手动删除字符串中的重复空格

Question

我有个关于某个代码的问题。我在python中做了一个关于字符串的练习。我想出了正确的逻辑，但由于某种原因，for循环中的输出没有正确返回。相反，返回全局值。我不太熟悉Python，但是有什么方法可以解决这个问题吗？

def song_decoder(song):
    global Ret

    Ret = ""

    Ret = song.replace("WUB", " ")
    Ret = Ret.strip()
    Ret += "1"

    space = False
    for i in range(0, len(Ret)):
        if Ret[i] == "1":
            Ret = Ret[:i]
            break
        elif Ret[i] == " ":
            if space is False:
                space = True
            else:
                if i+1 == len(Ret):
                    Ret = Ret[:i]
                else:
                    Ret = Ret[:i] + Ret[(i+1):]
        else:
            space = False

    return Ret

测试代码：

def test_song_decoder(self):
    self.assertEquals(song_decoder("AWUBBWUBC"), "A B C","WUB should be replaced by 1 space")
    self.assertEquals(song_decoder("AWUBWUBWUBBWUBWUBWUBC"), "A B C","multiples WUB should be replaced by only 1 space")
    self.assertEquals(song_decoder("WUBAWUBBWUBCWUB"), "A B C","heading or trailing spaces should be removed")

第二个测试失败，然后返回'A B C'。

Answer 1

首先，您没有必要在这里使Ret成为全局的。所以最好去掉那条线。

第二，缺少一个测试，它将给您另一个提示：

>>> song_decoder("AWUBBWUBC")
'A B C'
>>> song_decoder("AWUBWUBBWUBWUBC")
'A B C'
>>> song_decoder("AWUBWUBWUBBWUBWUBWUBC")
'A  B  C'

如您所见，两个WUB被正确地替换为一个空格。当有三个时，问题就出现了。这应该会给您一个提示，即在进行替换之后，空间检测不能正常工作。这样做的原因其实相当简单：

# you iterate over the *initial* length of Ret
for i in range(0, len(Ret)):
    # ...
    elif Ret[i] == " ":
        if space is False:
            space = True
        else:
            # when you hit a space and you have seen a space directly
            # before then you check the next index…
            if i+1 == len(Ret):
                Ret = Ret[:i]
            else:
                # … and remove the next index from the string
                Ret = Ret[:i] + Ret[(i+1):]

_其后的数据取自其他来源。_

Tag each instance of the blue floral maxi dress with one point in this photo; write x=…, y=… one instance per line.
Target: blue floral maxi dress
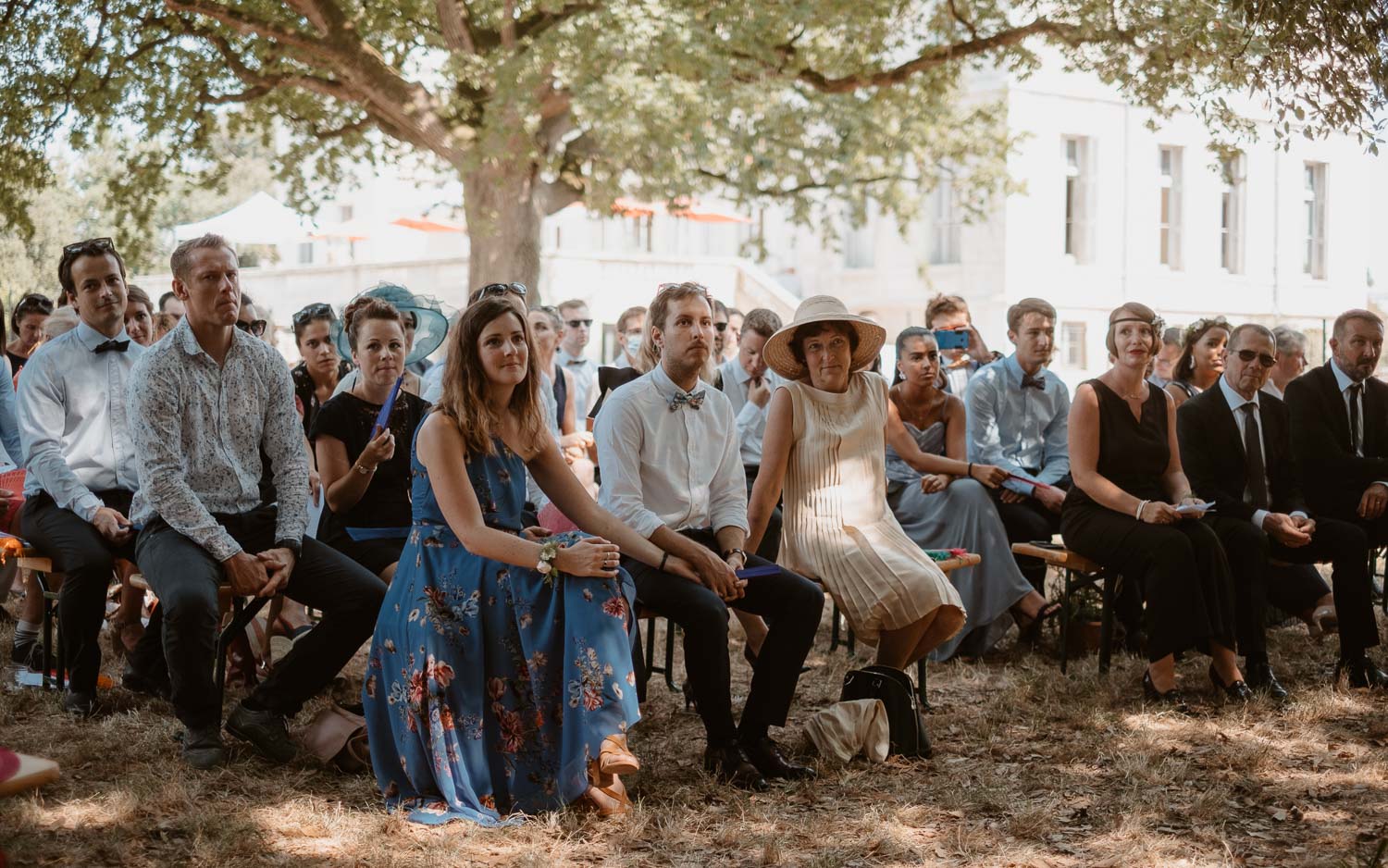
x=489, y=688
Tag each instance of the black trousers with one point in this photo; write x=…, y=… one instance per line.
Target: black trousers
x=1180, y=568
x=791, y=606
x=185, y=577
x=771, y=540
x=86, y=559
x=1344, y=545
x=1027, y=523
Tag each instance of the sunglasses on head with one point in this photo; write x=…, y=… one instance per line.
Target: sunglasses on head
x=314, y=311
x=500, y=289
x=93, y=246
x=1263, y=358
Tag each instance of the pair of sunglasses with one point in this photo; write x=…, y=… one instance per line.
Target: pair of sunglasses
x=500, y=289
x=1263, y=358
x=314, y=311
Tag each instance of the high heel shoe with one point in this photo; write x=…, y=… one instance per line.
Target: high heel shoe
x=616, y=759
x=1240, y=692
x=1171, y=698
x=605, y=793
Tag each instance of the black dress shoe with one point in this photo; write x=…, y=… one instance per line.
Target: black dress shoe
x=138, y=682
x=1360, y=674
x=1259, y=676
x=730, y=765
x=203, y=746
x=766, y=756
x=1171, y=698
x=80, y=704
x=266, y=731
x=1238, y=690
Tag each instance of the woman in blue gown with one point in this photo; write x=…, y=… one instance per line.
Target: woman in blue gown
x=500, y=679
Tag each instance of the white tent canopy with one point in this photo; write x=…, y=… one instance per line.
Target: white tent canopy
x=260, y=219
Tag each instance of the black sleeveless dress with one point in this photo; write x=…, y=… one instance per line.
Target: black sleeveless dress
x=1180, y=568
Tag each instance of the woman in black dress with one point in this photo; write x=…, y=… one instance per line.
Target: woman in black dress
x=366, y=470
x=1127, y=476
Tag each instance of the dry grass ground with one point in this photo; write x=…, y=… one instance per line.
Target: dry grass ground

    # now at the end of the loop, `i` is incremented to `i + 1`
    # although you have already removed the character at index `i`
    # making the next character you would have to check belong to
    # index `i` too

因此，结果是跳过第二个空格后直接出现的字符(移除该字符)。所以不可能这样检测到三个空格，因为你总是跳过第三个空格。

一般来说，在进行修改时迭代一些内容是一个非常糟糕的主意。在您的例子中，您正在迭代字符串的长度，但是字符串实际上一直在变短。所以你真的应该避免那样做。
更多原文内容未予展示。